4

I want to generate a popularity distribution for a small data set, which should follow Zipf law.

The available parameters are:
Total number of viewers : 1 Million
Total number of videos : 36

I want to associate total number of viewers to each video according to Zipf law. For instance, how many of viewers will watch video1, video2 .. and so on.
Can anyone please tell me the formula or methodology?

Anil_M
  • 10,893
  • 6
  • 47
  • 74
yours
  • 51
  • 1
  • Your parameters seem strange. Please, explain they better. Also, explain what do you mean with the Zipf Law. On https://en.wikipedia.org/wiki/Zipf's_law, there are plenty of formulas, why they do not fit to you? Do you do not understand they? What you do not understand? – Evandro Coan Jan 03 '17 at 08:26
  • 1
    @addons_zz I want to generate a synthetic workload, where I have 36 videos, and around 1 million viewers. Now how many times each video is viewed according to zipf law is what I want to find. So if N = 1 Million (means there are 1 million viewers) k= 1..30, mean K1 be the rank of video V1 and so on .. then what would be the s ??? as mentioned in the wikipedia N be the number of elements; k be their rank; **s be the value of the exponent characterizing the distribution.** How can I calculate or choose "s" in this scenario ?? – yours Jan 03 '17 at 11:29
  • Can you edit the question providing these new information, instead of adding them at once as a comment? – Evandro Coan Jan 03 '17 at 12:10

1 Answers1

0

The Wikipedia article on Zipf's law includes a few descriptions of the distribution, including some ways to calculate it:

https://en.wikipedia.org/wiki/Zipf%27s_law

The first equation under the Theoretical review section might help. Using this, we can write a short Python script to associate the total number of viewers for each of 36 videos:

N_elements = 1000000
video_exponent = 1

distribution_sum = 0
total_viewers = 0


# First, add up the relative number of viewers across all 36 movie ranks
for k_rank in range(1,36):

    sum = 0
    for n in range(1, N_elements):
        sum = sum + 1/(n**video_exponent)

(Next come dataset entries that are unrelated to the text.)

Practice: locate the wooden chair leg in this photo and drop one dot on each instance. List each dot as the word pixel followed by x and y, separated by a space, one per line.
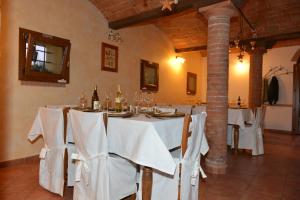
pixel 147 183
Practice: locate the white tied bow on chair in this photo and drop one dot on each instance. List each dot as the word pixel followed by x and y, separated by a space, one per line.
pixel 46 149
pixel 82 162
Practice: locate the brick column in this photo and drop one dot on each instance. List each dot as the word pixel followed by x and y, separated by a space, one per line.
pixel 217 87
pixel 255 77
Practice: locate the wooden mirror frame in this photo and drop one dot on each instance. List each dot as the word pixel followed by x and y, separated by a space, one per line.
pixel 25 69
pixel 190 90
pixel 143 81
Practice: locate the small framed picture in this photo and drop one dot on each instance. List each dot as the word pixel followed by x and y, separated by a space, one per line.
pixel 191 86
pixel 109 58
pixel 149 76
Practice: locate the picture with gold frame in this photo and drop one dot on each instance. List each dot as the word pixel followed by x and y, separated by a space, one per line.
pixel 149 76
pixel 191 86
pixel 109 58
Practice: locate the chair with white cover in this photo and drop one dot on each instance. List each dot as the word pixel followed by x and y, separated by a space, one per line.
pixel 98 175
pixel 251 137
pixel 49 123
pixel 184 183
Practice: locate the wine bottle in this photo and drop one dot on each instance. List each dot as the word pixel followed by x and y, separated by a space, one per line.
pixel 118 104
pixel 95 100
pixel 239 102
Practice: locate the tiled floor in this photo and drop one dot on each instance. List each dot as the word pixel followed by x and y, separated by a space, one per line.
pixel 276 175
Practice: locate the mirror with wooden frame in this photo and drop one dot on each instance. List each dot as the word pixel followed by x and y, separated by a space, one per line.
pixel 43 57
pixel 191 85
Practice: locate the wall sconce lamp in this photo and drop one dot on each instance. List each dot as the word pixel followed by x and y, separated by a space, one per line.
pixel 180 60
pixel 114 36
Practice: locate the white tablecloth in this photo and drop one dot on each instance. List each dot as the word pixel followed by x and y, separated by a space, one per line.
pixel 146 141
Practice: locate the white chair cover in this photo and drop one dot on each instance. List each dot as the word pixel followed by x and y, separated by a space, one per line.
pixel 71 149
pixel 251 137
pixel 198 109
pixel 187 109
pixel 49 123
pixel 98 176
pixel 167 110
pixel 70 145
pixel 166 186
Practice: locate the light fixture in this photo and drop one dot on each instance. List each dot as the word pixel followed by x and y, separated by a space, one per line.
pixel 180 60
pixel 114 36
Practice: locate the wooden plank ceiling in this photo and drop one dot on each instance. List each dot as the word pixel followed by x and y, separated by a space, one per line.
pixel 187 28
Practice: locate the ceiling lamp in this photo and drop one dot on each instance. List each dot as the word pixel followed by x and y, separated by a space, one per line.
pixel 167 4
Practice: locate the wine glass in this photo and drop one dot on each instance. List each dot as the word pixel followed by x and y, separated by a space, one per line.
pixel 107 99
pixel 82 101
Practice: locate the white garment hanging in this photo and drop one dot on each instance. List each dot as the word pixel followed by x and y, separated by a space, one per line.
pixel 49 123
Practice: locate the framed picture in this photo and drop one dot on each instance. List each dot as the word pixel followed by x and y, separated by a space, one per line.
pixel 109 58
pixel 149 76
pixel 191 85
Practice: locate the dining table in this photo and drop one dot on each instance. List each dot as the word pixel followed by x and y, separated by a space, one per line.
pixel 147 141
pixel 237 117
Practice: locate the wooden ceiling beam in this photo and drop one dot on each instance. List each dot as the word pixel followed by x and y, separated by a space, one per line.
pixel 158 13
pixel 268 42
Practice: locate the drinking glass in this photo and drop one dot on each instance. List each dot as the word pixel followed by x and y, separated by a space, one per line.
pixel 82 101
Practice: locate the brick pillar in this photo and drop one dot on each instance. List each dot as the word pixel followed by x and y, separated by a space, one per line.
pixel 217 87
pixel 255 77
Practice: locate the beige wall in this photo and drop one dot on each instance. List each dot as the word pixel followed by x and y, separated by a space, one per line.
pixel 84 25
pixel 238 80
pixel 279 118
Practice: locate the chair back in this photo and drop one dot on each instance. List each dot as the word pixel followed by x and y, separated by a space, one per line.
pixel 198 109
pixel 89 133
pixel 197 139
pixel 259 117
pixel 185 134
pixel 51 122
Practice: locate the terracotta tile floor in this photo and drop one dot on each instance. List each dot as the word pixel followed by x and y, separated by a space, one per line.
pixel 276 175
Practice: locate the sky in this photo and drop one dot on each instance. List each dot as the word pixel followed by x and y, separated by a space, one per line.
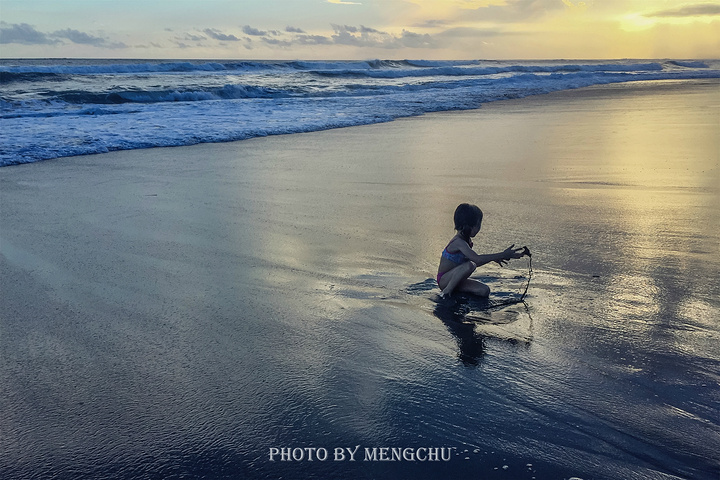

    distribution_sum = distribution_sum + (1/(k_rank**video_exponent))/sum


# Next, distribute the number of viewers so that the total comes to 1,000,000
print("Movie Rank | # of Viewers")
for k_rank in range(1,36):

    sum = 0
    for n in range(1, N_elements):
        sum = sum + 1/(n**video_exponent)

    viewers_at_k_rank = round((N_elements/(k_rank**video_exponent))/(sum * distribution_sum))

    print(k_rank, end="|")
    print(viewers_at_k_rank)

    total_viewers = total_viewers + viewers_at_k_rank


print("\nSum of all viewers accounted for so far, to make sure we're at 1,000,000")
print(total_viewers)

The result adds up to 1,000,002 viewers, but that's not a big deal. Why isn't it a big deal, you ask? It seems that while many different things follow a general Zipfian distribution, they tend to be slightly different based on what type of thing it is. The video_exponent variable can be adjusted so that the Zipfian distribution simulated above can more closely match actual video statistics. The difference is usually much greater than 2 in 1,000,000.

You can get an idea of what the real-world video_exponent is by finding some real ranked videos, and adjusting video_exponent and N_elements until the code matches the real numbers. Then, reset N_elements back to 1,000,000, and you'll have a realistic video-watching data set.

bey
  • 74
  • 5